Q. As an employer located in Pittsburgh, Pennsylvania, what do I need to know about accommodations for pregnant employees?
A. Pittsburgh’s City Council recently unanimously passed a new ordinance that expands protections for pregnant employees and their partners and imposes several new requirements on private employers, much like those under the federal Pregnancy Discrimination Act and Americans with Disabilities Act. The local ordinance became effective on March 15, 2019.
Section 659.02 of Article V, Chapter 659 of the Pittsburgh City Code already treated pregnancy discrimination as a form of sex discrimination. It prohibits employers with five or more employees from discriminating on the basis of sex including “pregnancy, childbirth, or a related medical conditions.” The newly added provisions amend and supplement these existing provisions, expanding protections for pregnant employees by making pregnancy its own protected class.
Importantly, the new ordinance makes Pittsburgh one of the first cities to extend protections for partners of pregnant employees. The term “partner” applies broadly to mean “a person of any gender with whom a pregnant person or person with a related medical condition has a relationship of mutual emotional and/or physical support, and does not require a marital or domestic relationship.” The ordinance makes nearly all of the law’s anti-discrimination provisions applicable to partners of pregnant employees.
The law requires employers to initiate an interactive process with pregnant employees who are having an issue with their work performance or conduct at work related to their or a partner’s pregnancy, childbirth, or related medical condition —regardless of whether the employee has asked for an accommodation. The Pittsburgh Commission on Human Relations published written guidance about the ordinance, which explains:
“It is the duty of the employer to initiate a dialogue with an employee (the “interactive process”) when: (a) the employer learns, either directly (e.g., is informed by the employee) or indirectly (e.g., the condition is visible and obvious) that the employee is pregnant, has recently experienced childbirth, or has a pregnancy-related medical condition, or that an employee is the partner of such a person; (b) the employer has knowledge that the employee is having an issue with their performance or conduct at work; and (c) the employer has reason to believe that the performance or conduct issue(s) are related to the employee’s or their partner’s pregnancy, childbirth, or a related medical condition.”

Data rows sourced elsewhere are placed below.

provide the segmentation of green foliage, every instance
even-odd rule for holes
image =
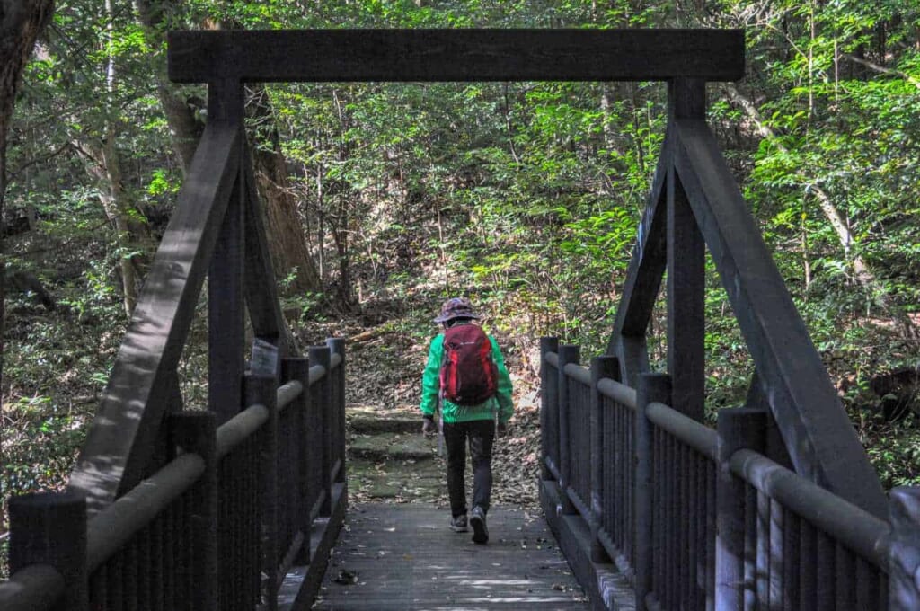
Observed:
[[[4,417],[14,434],[3,440],[4,492],[62,484],[127,322],[120,264],[143,270],[182,180],[158,98],[165,50],[130,4],[109,14],[98,2],[57,5],[17,100],[6,220],[30,223],[7,241],[11,265],[34,271],[63,307],[44,313],[20,295],[8,304]],[[920,362],[899,327],[920,313],[917,12],[893,0],[717,5],[718,17],[673,3],[588,0],[189,0],[159,10],[165,28],[745,28],[749,70],[738,87],[756,114],[713,85],[709,122],[870,456],[886,483],[915,480],[915,423],[885,429],[867,414],[879,402],[872,375]],[[201,119],[202,89],[178,91]],[[586,356],[605,349],[662,144],[664,86],[266,91],[271,115],[250,121],[250,139],[268,147],[277,134],[285,188],[323,273],[322,294],[285,297],[295,328],[354,315],[424,345],[437,303],[465,294],[522,353],[540,335],[581,343]],[[111,184],[93,151],[109,133],[121,212],[149,240],[119,235],[103,205]],[[845,243],[828,203],[850,234]],[[351,311],[336,298],[345,282],[356,295]],[[744,400],[753,364],[711,261],[707,286],[713,416]],[[665,315],[662,298],[650,329],[658,369]],[[206,396],[204,336],[192,329],[181,365],[194,404]],[[408,348],[387,350],[397,359]]]

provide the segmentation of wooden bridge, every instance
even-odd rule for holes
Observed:
[[[173,33],[170,76],[208,83],[208,124],[70,489],[11,500],[0,608],[312,604],[347,507],[345,341],[297,354],[280,313],[243,128],[243,84],[269,80],[666,82],[667,133],[608,350],[585,367],[578,346],[541,343],[546,524],[593,608],[920,608],[920,490],[882,490],[705,121],[706,83],[740,79],[743,52],[737,30]],[[715,430],[706,248],[756,367],[746,404]],[[665,271],[656,374],[645,334]],[[183,409],[177,363],[206,277],[197,411]],[[442,549],[431,566],[456,561],[437,543],[446,529],[405,530],[402,545]],[[493,551],[533,561],[489,545],[478,562]],[[326,608],[574,608],[517,591],[453,606],[402,596],[416,577]]]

If all of those conditions are met, the employer has a duty to initiate the interactive process, whether or not the employee has made a request for accommodation.
The Commission’s guidance identifies examples of reasonable accommodations, including the following: schedule modifications, granting leave requests, modified duties and job requirements (e.g. offering light duty work), and modified work stations (e.g. permitting an employee to sit during her shift). The new ordinance also limits when employers may request medical documentation from pregnant workers and prohibits retaliation against employees who request reasonable accommodations under the new law.
Pittsburgh employers should review their current policies and develop additional policies as needed to comply with the new ordinance’s prohibition of pregnancy discrimination and retaliation, including its applicability to a pregnant employee’s partner and the requirement to initiate the interactive process. For assistance in ensuring that your policies comply with this ordinance, we recommend consulting with labor and employment counsel.